Description
Directions for use
- Intravenously, regardless of food intake.
- If a dose is missed, it should be taken as soon as possible, but avoiding duplication (if the time for taking the next dose is almost due).
- Exceeding the daily dose >2.5 mg may increase systemic effects of the drug.
- Adults. The recommended dose of the drug is 2.5 mg once daily, daily, long-term.
- As prolonged adjuvant therapy the treatment should be continued for 5 years (not longer than 5 years).
- If signs of progression appear, the drug should be discontinued.

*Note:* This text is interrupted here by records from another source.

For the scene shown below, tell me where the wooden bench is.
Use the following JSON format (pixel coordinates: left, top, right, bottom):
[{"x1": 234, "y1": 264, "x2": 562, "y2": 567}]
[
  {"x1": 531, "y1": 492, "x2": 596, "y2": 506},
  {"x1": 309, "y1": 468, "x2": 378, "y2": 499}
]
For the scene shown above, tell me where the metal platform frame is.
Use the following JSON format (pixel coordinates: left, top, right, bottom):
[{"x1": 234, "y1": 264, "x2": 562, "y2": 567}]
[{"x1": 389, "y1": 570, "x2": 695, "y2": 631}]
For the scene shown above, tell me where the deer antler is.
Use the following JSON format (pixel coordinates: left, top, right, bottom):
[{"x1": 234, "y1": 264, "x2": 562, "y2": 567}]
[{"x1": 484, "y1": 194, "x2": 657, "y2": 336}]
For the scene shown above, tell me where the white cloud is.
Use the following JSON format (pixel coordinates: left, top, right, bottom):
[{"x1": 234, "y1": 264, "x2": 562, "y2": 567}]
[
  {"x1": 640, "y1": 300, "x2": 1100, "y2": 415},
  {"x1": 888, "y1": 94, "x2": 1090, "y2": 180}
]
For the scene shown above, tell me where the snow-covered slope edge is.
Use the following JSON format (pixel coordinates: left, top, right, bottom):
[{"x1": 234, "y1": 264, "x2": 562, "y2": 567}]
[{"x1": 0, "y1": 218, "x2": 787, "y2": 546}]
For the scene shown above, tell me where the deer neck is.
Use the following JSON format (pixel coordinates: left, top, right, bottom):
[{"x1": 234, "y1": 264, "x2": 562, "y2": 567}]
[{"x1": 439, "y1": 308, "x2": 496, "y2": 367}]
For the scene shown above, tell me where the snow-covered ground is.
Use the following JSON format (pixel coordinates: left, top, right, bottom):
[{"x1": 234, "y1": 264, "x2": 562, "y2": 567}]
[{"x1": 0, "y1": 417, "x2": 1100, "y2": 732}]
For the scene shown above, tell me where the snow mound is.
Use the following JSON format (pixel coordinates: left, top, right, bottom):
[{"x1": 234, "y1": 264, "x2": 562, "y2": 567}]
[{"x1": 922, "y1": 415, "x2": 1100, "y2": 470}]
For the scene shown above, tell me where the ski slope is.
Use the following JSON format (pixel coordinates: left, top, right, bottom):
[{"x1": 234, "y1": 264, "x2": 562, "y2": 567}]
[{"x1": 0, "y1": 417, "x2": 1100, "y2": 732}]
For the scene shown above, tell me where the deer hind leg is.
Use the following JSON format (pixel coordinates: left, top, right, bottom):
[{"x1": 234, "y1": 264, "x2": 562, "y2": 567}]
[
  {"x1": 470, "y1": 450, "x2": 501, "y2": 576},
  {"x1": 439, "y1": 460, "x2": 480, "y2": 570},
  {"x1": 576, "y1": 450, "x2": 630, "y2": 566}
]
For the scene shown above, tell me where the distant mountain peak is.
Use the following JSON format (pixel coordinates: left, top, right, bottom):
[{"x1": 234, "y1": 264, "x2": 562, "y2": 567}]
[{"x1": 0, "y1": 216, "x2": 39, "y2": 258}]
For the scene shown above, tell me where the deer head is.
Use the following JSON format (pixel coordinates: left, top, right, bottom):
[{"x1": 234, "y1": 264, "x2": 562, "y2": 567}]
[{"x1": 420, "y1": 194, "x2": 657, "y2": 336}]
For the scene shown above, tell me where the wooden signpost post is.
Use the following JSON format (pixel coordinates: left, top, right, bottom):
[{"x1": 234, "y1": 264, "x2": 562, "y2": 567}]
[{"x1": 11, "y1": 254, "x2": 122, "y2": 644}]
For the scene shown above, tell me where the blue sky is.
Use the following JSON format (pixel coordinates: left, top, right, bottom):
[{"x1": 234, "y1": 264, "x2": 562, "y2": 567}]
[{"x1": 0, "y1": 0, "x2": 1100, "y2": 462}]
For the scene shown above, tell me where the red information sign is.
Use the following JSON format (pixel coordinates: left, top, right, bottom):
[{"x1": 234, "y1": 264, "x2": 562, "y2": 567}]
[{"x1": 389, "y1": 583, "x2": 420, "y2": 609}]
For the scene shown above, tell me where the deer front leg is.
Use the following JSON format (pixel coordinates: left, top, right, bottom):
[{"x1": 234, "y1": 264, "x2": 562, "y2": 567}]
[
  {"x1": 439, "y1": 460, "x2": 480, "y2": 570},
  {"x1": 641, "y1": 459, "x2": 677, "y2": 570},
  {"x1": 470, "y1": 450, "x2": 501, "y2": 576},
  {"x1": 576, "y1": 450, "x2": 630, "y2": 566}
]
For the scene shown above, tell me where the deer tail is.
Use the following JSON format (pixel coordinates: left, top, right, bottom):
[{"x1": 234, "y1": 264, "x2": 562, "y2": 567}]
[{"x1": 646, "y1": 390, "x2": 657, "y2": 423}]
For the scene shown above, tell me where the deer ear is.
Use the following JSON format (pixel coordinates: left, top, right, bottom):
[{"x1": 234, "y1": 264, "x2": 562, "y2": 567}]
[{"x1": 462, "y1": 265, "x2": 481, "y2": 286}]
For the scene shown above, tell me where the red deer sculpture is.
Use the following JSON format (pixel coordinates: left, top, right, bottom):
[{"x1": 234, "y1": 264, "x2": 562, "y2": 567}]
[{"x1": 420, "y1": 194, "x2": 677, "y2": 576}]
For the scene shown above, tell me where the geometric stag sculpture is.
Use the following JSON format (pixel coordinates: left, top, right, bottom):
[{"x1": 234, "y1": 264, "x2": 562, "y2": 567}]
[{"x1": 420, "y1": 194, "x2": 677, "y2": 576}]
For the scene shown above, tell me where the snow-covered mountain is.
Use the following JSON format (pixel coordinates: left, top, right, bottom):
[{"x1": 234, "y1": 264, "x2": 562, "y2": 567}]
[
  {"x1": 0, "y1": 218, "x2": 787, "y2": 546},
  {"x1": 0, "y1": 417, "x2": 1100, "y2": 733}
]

- In neoadjuvant (preoperative period) treatment with the drug should be continued for 4-8 months to achieve optimal reduction of tumour size. If adequate tumour response to treatment is not achieved, the drug should be discontinued, and surgical or other types of treatment should be considered.
- Patients with liver dysfunction
- In mild to moderate liver dysfunction, no dose adjustment is required (Child-Pugh class A or B). Data on the use in patients with severe liver dysfunction (Child-Pugh class C) are insufficient, therefore the use of the drug in such patients should be carried out under constant medical supervision.
- Patients with impaired renal function
- In renal dysfunction (creatinine clearance ≥10 ml/min) no dose adjustment is required. Data on use in patients with creatinine clearance <10 ml/min are insufficient.
- Patients aged ≥65 years old
- No dose adjustment is required in elderly patients.